Kiessling M, Auer R N, Kleihues P, Siesjö B K
J Cereb Blood Flow Metab. 1986 Feb;6(1):42-51. doi: 10.1038/jcbfm.1986.6.
Regional protein synthesis was investigated in the rat brain during long-term recovery from insulin-induced hypoglycemia with 30 min of cerebral electrical silence. At various time intervals up to 14 days after glucose replenishment, animals received a single dose of L-[3,5-3H]tyrosine and were killed 30 min later. Brains were processed for autoradiography using the stripping film technique. Although hypoglycemia sufficiently severe to cause cessation of EEG activity leads to almost complete inhibition of amino acid incorporation in all "vulnerable" forebrain structures (cerebral cortex, hippocampus, caudoputamen), autoradiographs revealed a very specialized sequence with differential posthypoglycemic restoration of biosynthetic activity in certain neuronal cell types. Three major subpopulations could be distinguished: Neurons that fully regained their protein synthetic capacity within 6 h following hypoglycemia (cortical neurons of layer III-VI, large neurons in the caudoputamen, CA3 and CA4 pyramidal neurons, the majority of granule cells of the dentate gyrus) seemed to escape neuronal necrosis. Prolonged impairment of protein synthesis with only partial restoration during the early posthypoglycemic recovery period (CA1 neurons, most small- to medium-sized neurons of the caudoputamen) carried an increased risk of permanent cell damage. The large majority of these neurons, however, showed full recovery of protein synthesis as late as 7 days after hypoglycemia. Neurons with complete lack of amino acid incorporation after 6 h of recovery (granule cells at the crest of the dentate gyrus, small neurons of the dorsolateral caudoputamen) never resumed protein synthesis, regressed, and died. These studies in conjunction with morphological analysis indicate that the sequential recovery of protein synthesis reflects the extent to which neuronal populations are at risk during severe hypoglycemia.
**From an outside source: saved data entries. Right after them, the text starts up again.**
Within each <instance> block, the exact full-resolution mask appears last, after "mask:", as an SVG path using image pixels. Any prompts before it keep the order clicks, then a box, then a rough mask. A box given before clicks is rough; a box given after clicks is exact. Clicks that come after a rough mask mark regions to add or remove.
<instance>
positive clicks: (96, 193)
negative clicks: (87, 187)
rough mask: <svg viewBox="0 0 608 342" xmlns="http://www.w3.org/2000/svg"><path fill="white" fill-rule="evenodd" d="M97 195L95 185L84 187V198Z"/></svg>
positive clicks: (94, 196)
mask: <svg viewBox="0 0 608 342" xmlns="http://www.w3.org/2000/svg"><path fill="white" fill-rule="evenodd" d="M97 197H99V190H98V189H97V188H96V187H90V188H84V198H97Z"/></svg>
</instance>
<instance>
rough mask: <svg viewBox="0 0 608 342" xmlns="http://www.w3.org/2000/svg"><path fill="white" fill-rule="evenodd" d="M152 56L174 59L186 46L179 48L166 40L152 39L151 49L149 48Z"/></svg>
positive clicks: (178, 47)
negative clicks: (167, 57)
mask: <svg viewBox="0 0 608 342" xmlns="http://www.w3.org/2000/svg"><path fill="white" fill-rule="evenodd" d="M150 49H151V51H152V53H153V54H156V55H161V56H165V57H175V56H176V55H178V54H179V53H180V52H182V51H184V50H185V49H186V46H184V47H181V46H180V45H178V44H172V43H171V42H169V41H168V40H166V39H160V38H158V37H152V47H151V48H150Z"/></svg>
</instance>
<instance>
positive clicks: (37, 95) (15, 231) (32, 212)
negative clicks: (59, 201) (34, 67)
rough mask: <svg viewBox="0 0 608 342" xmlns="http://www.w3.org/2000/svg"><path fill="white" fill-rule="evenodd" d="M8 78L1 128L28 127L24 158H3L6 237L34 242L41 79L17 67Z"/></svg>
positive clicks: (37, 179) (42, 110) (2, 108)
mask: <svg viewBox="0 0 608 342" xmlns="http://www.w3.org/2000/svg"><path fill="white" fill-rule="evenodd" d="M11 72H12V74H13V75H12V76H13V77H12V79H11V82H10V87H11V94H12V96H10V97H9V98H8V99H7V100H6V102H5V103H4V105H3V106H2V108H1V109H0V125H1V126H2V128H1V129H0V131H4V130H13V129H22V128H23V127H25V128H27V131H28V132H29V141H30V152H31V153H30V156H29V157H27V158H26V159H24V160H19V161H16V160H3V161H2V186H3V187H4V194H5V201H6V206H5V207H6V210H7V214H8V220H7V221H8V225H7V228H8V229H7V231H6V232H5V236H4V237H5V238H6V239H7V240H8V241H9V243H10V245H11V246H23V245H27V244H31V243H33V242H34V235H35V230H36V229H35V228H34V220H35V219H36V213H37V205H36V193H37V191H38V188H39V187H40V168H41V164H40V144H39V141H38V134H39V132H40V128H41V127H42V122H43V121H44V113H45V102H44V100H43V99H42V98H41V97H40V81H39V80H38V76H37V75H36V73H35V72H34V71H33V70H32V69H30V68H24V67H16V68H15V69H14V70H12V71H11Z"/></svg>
在大鼠大脑从胰岛素诱导的低血糖伴30分钟脑电静息状态的长期恢复过程中,对局部蛋白质合成进行了研究。在补充葡萄糖后的长达14天的不同时间间隔,动物接受单剂量的L-[3,5-³H]酪氨酸,并在30分钟后处死。使用剥离膜技术对大脑进行放射自显影处理。尽管严重到足以导致脑电图活动停止的低血糖会导致所有“易损”前脑结构(大脑皮层、海马体、尾状核壳核)中氨基酸掺入几乎完全受到抑制,但放射自显影片显示了一个非常特殊的序列,某些神经元细胞类型在低血糖后生物合成活性有差异地恢复。可区分出三个主要亚群:在低血糖后6小时内完全恢复其蛋白质合成能力的神经元(III-VI层的皮层神经元、尾状核壳核中的大神经元、CA3和CA4锥体神经元、齿状回的大多数颗粒细胞)似乎避免了神经元坏死。在低血糖后早期恢复期间蛋白质合成长期受损且仅部分恢复(CA1神经元、尾状核壳核的大多数中小神经元)会增加永久性细胞损伤的风险。然而,这些神经元中的绝大多数直到低血糖后7天才显示出蛋白质合成的完全恢复。恢复6小时后完全缺乏氨基酸掺入的神经元(齿状回嵴处的颗粒细胞、背外侧尾状核壳核的小神经元)从未恢复蛋白质合成,退化并死亡。这些研究与形态学分析表明,蛋白质合成的顺序恢复反映了严重低血糖期间神经元群体面临风险的程度。